Dazu haben wir folgende Fragen:
- In Niedersachsen, insbesondere Hildesheim betreffend, sollen wir eine steigende Zahl von an Masern Erkrankten haben. Wie viele Krankheitsfälle hatten wir in den letzten fünf Jahren im Landkreis Cloppenburg?
- Wenn wir Krankheitsfälle hatten, wie wurde darauf reagiert?
- Gibt es seitens des Landkreises Cloppenburg und/oder Gesundheitsamt Kontrolle von Impfausweisen, zumindest bei Kindern?
- Wie hoch ist die aktuelle Durchimpfungsquote im Landkreis Cloppenburg? Hierzu erbitten wir eine Aufstellung rückwirkend der letzten fünf Jahre.
- Wie hoch waren die durchschnittlichen MMR-Impfquoten bei der letzten Schuleingangsuntersuchung?
- Gibt es hinsichtlich der Daten zu den Fragen 4 und 5 signifikante Unterschiede, insbesondere bei der Impfquote in den einzelnen Städten und Gemeinden des Landkreises?

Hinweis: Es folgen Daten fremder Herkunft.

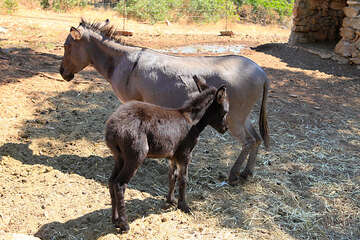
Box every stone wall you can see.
[335,0,360,64]
[289,0,346,44]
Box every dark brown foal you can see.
[105,78,229,231]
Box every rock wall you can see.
[289,0,360,65]
[289,0,346,44]
[335,0,360,64]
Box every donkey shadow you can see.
[35,197,170,240]
[0,143,168,196]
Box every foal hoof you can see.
[178,202,191,213]
[228,173,252,186]
[115,222,130,233]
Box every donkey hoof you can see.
[115,222,130,233]
[240,171,254,181]
[228,175,241,187]
[178,202,191,213]
[166,198,176,205]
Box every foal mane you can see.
[80,18,124,45]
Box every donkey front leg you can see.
[166,159,178,204]
[177,157,191,213]
[113,183,130,232]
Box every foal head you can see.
[193,75,229,133]
[60,19,109,81]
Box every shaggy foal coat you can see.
[105,79,228,231]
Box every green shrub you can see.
[3,0,18,13]
[186,0,235,22]
[236,0,294,16]
[40,0,50,9]
[115,0,182,23]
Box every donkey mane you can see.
[80,18,124,45]
[181,87,216,111]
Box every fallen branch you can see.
[15,67,104,84]
[15,67,65,82]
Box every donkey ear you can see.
[70,27,81,40]
[193,75,209,92]
[216,85,227,104]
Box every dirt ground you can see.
[0,6,360,240]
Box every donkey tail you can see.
[259,81,270,150]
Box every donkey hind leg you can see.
[166,159,178,204]
[114,146,147,232]
[240,121,261,180]
[177,157,191,213]
[229,119,256,185]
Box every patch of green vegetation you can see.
[234,0,294,21]
[40,0,88,12]
[2,0,18,13]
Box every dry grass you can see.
[0,5,360,240]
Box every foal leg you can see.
[108,143,123,224]
[114,145,147,232]
[177,156,190,213]
[229,119,258,185]
[166,159,178,204]
[240,122,261,180]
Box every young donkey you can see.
[105,77,229,231]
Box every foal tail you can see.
[259,81,270,150]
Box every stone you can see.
[329,1,346,10]
[343,17,352,27]
[344,7,359,17]
[340,27,355,40]
[293,25,310,32]
[0,27,7,33]
[351,17,360,30]
[334,39,355,57]
[350,57,360,64]
[310,31,328,42]
[331,55,350,64]
[0,233,40,240]
[288,32,309,45]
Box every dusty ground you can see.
[0,5,360,239]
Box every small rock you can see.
[0,27,8,33]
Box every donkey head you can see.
[193,76,229,133]
[60,19,110,81]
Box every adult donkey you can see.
[60,19,269,184]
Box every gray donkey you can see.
[105,78,229,231]
[60,19,269,184]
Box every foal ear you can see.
[70,27,81,40]
[216,85,227,104]
[193,75,209,92]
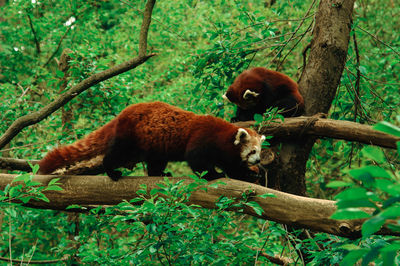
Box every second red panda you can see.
[39,102,265,182]
[223,67,304,122]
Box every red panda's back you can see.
[116,102,198,156]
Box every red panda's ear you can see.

- Werden präventive Maßnahmen durch den Landkreis Cloppenburg und/oder Gesundheitsamt durchgeführt, um auch besonders die Durchimpfungsquote im Bereich der Kinder zu erhöhen?
- Gibt es andere unterstützende und/oder anreizende Maßnahmen, um die Cloppenburger Bevölkerung zur Durchführung der Impfung zu bewegen?
- Gibt es seitens des Landkreises Cloppenburg Erklärungsansätze, warum wir eine nachlassende Impfbereitschaft feststellen müssen?
- Gibt es seitens des Landkreises Cloppenburg Überlegungen, im Falle eines akuten Masernausbruchs den Besuch von Schulen und Kindertagesstätten für nicht geimpfte Kinder zu untersagen.